Use an array of arrays, in memory. I just created a 500000x200 array and it required about 500MB of RAM. Easily manageable on a 2GB machine, and many, many orders of magnitude faster than using SQL.
Personally, I wouldn't bother putting the data in MySQL at all. Just Marshal it in and out, and/or use JSON or CSV.
If you definitely need database storage, and the comments elsewhere about alternatives are worth considering, then I'd advise against storing 200-odd responses in 200-odd rows: you don't seem to have any obvious need for the flexibility that such a design would give and performance across hundreds of thousands of respondents is going to be dire.

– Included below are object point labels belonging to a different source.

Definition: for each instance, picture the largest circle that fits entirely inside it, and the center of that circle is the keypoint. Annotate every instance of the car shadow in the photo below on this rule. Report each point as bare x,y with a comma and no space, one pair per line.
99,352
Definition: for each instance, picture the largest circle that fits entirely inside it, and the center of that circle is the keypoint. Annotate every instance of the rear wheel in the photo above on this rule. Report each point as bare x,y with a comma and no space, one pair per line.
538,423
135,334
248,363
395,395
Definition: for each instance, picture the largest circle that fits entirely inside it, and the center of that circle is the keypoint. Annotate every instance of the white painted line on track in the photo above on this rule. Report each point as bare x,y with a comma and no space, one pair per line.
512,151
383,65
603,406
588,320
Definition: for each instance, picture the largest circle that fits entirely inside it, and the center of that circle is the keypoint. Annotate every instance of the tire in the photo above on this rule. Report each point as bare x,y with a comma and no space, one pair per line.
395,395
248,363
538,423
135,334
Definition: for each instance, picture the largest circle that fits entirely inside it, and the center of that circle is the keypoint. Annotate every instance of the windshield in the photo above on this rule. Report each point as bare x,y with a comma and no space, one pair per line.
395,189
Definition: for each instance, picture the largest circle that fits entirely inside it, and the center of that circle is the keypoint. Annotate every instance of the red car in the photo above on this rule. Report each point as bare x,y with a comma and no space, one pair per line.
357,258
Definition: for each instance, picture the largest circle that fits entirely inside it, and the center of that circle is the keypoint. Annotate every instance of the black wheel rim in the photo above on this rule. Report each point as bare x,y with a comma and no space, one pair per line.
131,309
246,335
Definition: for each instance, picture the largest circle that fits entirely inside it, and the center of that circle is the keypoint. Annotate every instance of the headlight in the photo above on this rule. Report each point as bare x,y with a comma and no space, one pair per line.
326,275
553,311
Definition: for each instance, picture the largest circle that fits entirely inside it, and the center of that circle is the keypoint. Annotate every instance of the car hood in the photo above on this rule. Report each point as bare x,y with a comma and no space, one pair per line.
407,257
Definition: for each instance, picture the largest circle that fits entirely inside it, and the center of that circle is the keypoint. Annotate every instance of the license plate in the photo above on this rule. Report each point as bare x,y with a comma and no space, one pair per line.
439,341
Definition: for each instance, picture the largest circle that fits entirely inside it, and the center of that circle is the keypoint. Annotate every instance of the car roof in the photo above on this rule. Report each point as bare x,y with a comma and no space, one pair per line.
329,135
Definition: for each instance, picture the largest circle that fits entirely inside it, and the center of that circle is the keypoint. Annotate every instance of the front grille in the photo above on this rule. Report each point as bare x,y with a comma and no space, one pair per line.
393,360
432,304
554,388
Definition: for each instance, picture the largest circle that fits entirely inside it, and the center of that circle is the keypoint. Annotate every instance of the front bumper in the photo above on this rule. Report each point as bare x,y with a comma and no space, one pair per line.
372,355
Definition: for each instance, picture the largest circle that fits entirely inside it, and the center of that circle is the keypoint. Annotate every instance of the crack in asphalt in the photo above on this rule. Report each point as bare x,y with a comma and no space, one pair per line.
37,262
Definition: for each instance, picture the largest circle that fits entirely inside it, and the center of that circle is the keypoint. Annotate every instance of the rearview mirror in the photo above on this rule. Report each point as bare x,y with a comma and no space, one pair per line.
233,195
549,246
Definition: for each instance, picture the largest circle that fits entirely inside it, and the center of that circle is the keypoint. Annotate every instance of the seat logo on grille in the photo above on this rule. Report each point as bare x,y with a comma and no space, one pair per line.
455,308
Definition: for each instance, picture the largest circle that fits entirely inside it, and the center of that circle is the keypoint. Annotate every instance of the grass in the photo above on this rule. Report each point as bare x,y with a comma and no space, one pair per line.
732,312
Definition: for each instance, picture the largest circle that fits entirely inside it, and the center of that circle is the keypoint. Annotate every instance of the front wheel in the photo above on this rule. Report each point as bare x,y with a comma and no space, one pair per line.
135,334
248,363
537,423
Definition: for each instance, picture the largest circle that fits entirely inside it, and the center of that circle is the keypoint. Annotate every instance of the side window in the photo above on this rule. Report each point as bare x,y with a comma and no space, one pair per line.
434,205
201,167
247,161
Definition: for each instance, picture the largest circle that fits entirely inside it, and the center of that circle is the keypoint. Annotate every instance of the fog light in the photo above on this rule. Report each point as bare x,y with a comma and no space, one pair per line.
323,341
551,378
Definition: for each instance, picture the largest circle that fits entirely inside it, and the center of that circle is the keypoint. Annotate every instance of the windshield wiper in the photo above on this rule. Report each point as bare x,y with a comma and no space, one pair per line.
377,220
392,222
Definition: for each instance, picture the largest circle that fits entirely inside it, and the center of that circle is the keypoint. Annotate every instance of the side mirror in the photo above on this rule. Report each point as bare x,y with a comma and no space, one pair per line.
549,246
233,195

Using a RDBMS gives you the ability to store very large amounts of data, access them in a variety of multi-dimensional ways and extend the structure of your data ad hoc over time. But what you gain in flexibility over a flat file (or Marshalled, or other) option you often lose in performance. I have to confess to reaching for third normal form far too early myself. I guess the questions are, how much flexibility in querying do you expect to need, and how much change do you think your data is likely to undergo? If you think you're at the low end of both, consider leaving the SQL on the shelf. If you abstract your data access into a separate layer then changing should be cheap later. Just a thought...
I'd expect you can encode an individual's response in such a way that it can easily be used in code and it's unlikely to take more than 200 characters, less if you use some sort of packing or bit-mapping. I rather like the idea of bit-mapping, come to think of it - it makes simple comparison using something like Hamming distance an absolute breeze.
I'm not a great database person, so I'll just answer #2:
If you'd really like to save on memory (or foresee a situation where there will be a lot more data) you could take the best of both worlds: Use ruby as essentially a data-mining tool. Have it pull some of the data from the DB, then write the results back to the DB (probably under a different table or database altogether). This has the benefit of only using as much memory as you want it to.
Don't forget that Ruby is a dynamic object language, as such, a simple integer will probably take up more space than a simple int in C. It needs additional space to be able to characterise if it has been 'garnished' with any additional information, methods etc.